Núñez, con ambos brazos
levantados, seguía descargando estrepitosamente la pistola. Como copos de
nieve, caían, desde el cielo raso agujereado, blanquísimos trozos de yeso. Era
el momento sublime, sinfónico. De pronto, también los ojos de los jefes
empezaron a brillar de felicidad. Los del suelo se habían puesto de pie.
—Así me gusta, que
entiendan. Las hecatombes no necesitan más que una chispita para propagar el
fuego propiciatorio: ¡nosotros somos esa chispita! Veo la felicidad en todos
los rostros. ¡Adelante, hermanos! Hermanos, sí. Muramos.
En efecto, la felicidad
de todos los rostros, en especial la de los jefes ahora, iba en aumento.
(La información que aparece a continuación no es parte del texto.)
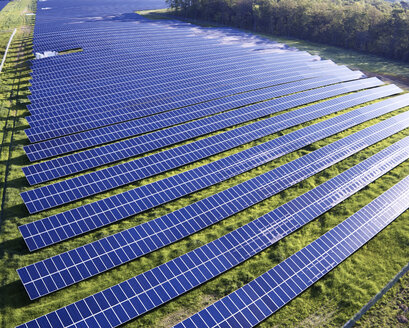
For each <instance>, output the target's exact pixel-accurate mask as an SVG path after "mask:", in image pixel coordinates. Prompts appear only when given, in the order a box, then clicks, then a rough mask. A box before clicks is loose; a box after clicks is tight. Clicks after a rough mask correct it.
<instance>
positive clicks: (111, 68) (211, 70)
mask: <svg viewBox="0 0 409 328" xmlns="http://www.w3.org/2000/svg"><path fill="white" fill-rule="evenodd" d="M300 56H301V55H298V57H295V58H304V61H305V62H307V61H312V60H314V59H315V57H312V56H309V57H308V56H306V55H303V56H302V57H300ZM269 57H270V56H269ZM253 58H254V56H253V55H251V54H249V55H247V56H242V57H240V60H241V62H242V63H253V61H254V60H253ZM234 65H235V64H232V63H230V61H229V60H228V59H224V58H221V59H218V60H213V61H210V62H205V63H203V62H200V63H194V65H193V64H190V65H183V66H178V67H174V66H172V67H166V69H164V67H163V65H160V63H158V65H154V67H152V66H148V67H147V68H145V69H143V68H141V67H140V66H139V65H138V66H136V67H135V66H130V67H126V71H125V72H124V70H123V69H120V68H118V67H116V66H115V65H113V68H106V69H105V70H104V71H101V72H97V71H96V72H95V71H94V72H91V73H87V74H84V72H82V74H81V75H77V76H75V75H73V76H70V77H69V78H64V79H57V81H55V80H51V81H48V80H46V81H41V80H38V79H34V81H33V82H32V86H31V87H30V91H32V92H34V94H35V96H36V97H38V95H37V92H38V91H42V90H43V89H45V88H49V89H53V90H54V89H57V90H59V91H60V92H67V90H66V88H67V87H71V88H73V89H74V90H76V88H77V87H81V85H83V84H84V83H89V82H91V81H92V80H93V79H94V81H96V82H98V83H100V84H102V83H103V82H105V83H107V82H109V81H110V80H113V81H115V80H116V78H118V79H120V80H121V79H123V78H125V77H128V76H133V75H135V74H139V75H142V74H143V73H146V72H150V74H151V75H153V74H155V73H156V74H155V77H161V78H168V77H174V76H175V75H180V76H181V77H188V76H189V74H191V73H192V72H193V73H196V74H197V73H199V72H204V71H205V70H206V69H207V70H210V71H213V70H215V69H219V68H222V67H232V66H234ZM113 76H115V78H114V77H113ZM85 86H87V84H86V85H85Z"/></svg>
Alcanzó su paroxismo cuando los diez policías y los empleados del Vieytes
entraron por la puerta vaivén. La operación fue breve: varios puñetazos, un
chaleco de fuerza, el atraso del mecanismo de la bomba, su posterior
inutilización y el barrido del piso.
Perdiguero palmeaba a Di
Virgilio. El muchacho, sin embargo, no parecía satisfecho. Por fin, Parsimón le
dijo:
—En retribución al
servicio que le ha prestado a la compañía, desde el mes que viene recibirá
doscientos pesos de aumento.
Raimundi le silbó algo
al oído. Parsimón dijo:
—Ochenta pesos de
aumento.
Se daban las manos.
Todos sonreían.
—Y ahora, a trabajar —quien
hablaba era el gerente—. Porque ya lo ven: sólo el cumplimiento del deber da
buenos frutos. Nuestro compañero Núñez durante dieciocho años fue un empleado excelente,
un hombre respetable, y una sola llegada tarde, la única de su vida, bastó para
trastornarlo.
Di Virgilio parecía
triste, se miraba fijamente el dedo mayor. Después irguió la espalda. Las
máquinas empezaron a teclear a sesenta palabras por minuto.